Friday, January 27, 2012

Memory Is Where I Live

I was telling a friend this evening that possibly the best sign that I shouldn't do a PhD program anytime soon is that I think most PhD programs sound really exciting and cool (at least for a minute!).  My inability to focus on any one - NT? OT? Hermeneutics?  Theology and the Arts?  Sociology of Religion? - is a good indicator that I'm not ready to dive into any single track for the next 4-7 years.  I'm also not ready to continue to be a full-time student; I just need a break.

However, the one idea for a program that has stuck with me since my second semester at Divinity School would be to do a theological account of memory.  My Medieval Theology professor gave a lecture on John of the Cross and his tripartite division of the soul, and how he related each bit of the soul to one of the three theological virtues: the will to love, the intellect to faith, and memory to hope.  Ever since then I have wanted to write a poem / book that centers on the phrase "The currents between memory and hope are longing..."  It's possible that John of the Cross relates those two because they both have to do with time, but I think memory and hope are similar because they are both primarily about longing. 

One of the reasons this topic sticks out to me as an exciting ground for further study is that memory is usually a degraded concept in the culture as I view it.  Practices of memory are rare, and everything is focused on the now or the near future rather than the past.  Nostalgic is term used to insult those who can't deal with the present, the ones who would rather live in the past.
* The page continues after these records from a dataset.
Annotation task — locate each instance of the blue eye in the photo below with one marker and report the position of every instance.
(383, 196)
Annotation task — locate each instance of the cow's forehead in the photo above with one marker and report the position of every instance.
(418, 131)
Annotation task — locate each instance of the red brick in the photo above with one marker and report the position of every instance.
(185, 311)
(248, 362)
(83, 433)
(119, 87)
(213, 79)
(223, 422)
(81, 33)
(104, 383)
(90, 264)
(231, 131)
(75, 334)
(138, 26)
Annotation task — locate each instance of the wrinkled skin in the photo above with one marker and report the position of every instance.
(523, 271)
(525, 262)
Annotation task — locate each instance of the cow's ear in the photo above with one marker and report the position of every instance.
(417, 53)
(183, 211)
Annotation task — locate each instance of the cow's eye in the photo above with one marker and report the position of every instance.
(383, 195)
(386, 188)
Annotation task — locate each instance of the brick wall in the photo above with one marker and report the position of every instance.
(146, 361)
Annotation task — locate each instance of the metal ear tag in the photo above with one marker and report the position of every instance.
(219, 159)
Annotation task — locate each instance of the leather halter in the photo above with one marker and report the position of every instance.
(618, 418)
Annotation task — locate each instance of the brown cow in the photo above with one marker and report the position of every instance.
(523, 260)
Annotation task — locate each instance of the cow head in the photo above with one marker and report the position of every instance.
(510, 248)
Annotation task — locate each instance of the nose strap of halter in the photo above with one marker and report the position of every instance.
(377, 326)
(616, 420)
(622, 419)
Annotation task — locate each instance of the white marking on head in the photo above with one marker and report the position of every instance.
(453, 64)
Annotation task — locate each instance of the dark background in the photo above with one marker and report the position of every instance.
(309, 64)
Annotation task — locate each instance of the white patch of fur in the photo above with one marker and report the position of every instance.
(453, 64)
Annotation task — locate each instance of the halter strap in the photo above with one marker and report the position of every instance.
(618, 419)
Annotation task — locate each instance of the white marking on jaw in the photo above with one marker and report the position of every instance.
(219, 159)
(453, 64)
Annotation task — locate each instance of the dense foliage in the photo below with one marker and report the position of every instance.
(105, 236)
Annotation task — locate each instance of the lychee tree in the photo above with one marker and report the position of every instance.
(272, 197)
It's not living in the past, but I do often find myself living in my memory; or, rather, living from my memory.  Certainly, everyone makes it through the day (as Joseph Butler talks about in his Analogy of Religion, the only point I really remember from that dense text) because of the patterns and habits and expectations they form from remembered experience.  More than that, however, I find the energy to build new relationships because I remember the rewards of old ones.  I speak my prayers with the hope of prayers answered in the past.  Memory at every moment influences my present and helps me dream the future.

I write this post tonight because I'm lonely and nostalgic, which have put me in a certain mood; but I don't think being in this mood is a bad thing.  Melancholia is part of who I am, part of who I choose to be, part of what makes me (and everyone else) unique.  But let me say more about what I mean by being lonely...

The reason for my nostalgia in this case is that at the Divinity Drama show tonight, the final sketch was about a senior's angst about what comes after graduation (and the constant stream of people asking him what he was doing after graduation!).  As he and his friend took a moment to slow down and remember all the experiences that made their time at Divinity School so valuable, I realized that I couldn't necessarily pick which friend I would do that with.  Both my previous graduations involved tearful goodbyes to friends I didn't think I knew how to live without - thankfully, I learned I didn't have to, even if I did have to adjust to missing their daily presence in my life.  Those times in my life were marked by a practical intimacy forced by the constant friction of being in each others face every day, whether for meals or classes or worship or homework or conversation and fellowship.  It was difficult at first, but grew to be as comfortable as a security blanket, the source from which all my achievements drew confidence, courage and joy. 

Now, though, I don't know that I have a friend that close at the Divinity school.  Part of it is the unique set of challenges that come with making relationships during graduate school, or so I tell myself.  But I realized another part of it as I prayed my way home tonight: my loneliness is the existential weight of my overcommited toobusy schedule.  I'm taking 5.5 classes, I have two internships, and in case you forgot I'm also married.  A friend I have tried a similar schedule last year and failed to maintain it - he had to quit something.  I can name my schedule as "unsustainable" or even "insane," but I won't quit anything.  Is it pride?  Arrogance?  Graduation requirements?  Ambition?  I'm not sure.  All of these, certainly.

I think it also represents something I vowed in high school would never be true of me: the "adult" change from a focus on relationships to achievements.  I have unaware made a set of choices that will let me graduate with a very impressive resume, but have taken away from my ability to invest and be invested in by my peers.  If I'm not sure how I feel about the effects of that choice on a daily basis, I know it is not the methodology I want to use to make decisions in the future.  That isn't who I believe I am, but it seems to be who I have been being.

Well, my wife has just arrived home, so I shall end my post here.  I didn't expect to come to this place at all, but I'm not surprised to find myself here.  This moment of self-realization / confession is one I hope to remember as I move forward into the next phase of my life (whatever that may be).

For now, know that I am longing.  Longing for rest in God, and longing for the deep fellowship of intimacy with friends.  Go in peace, and pray for me (a sinner).

1 comment:

  1. Two things:

    One: Dear brother, I love you, and I'm super glad you married my sister. Just FYI.

    Two: The history of memory is a growing subtopic in my own field...lots of stuff going on there having to do with public commemoration and national memory, as well as using memories as sources.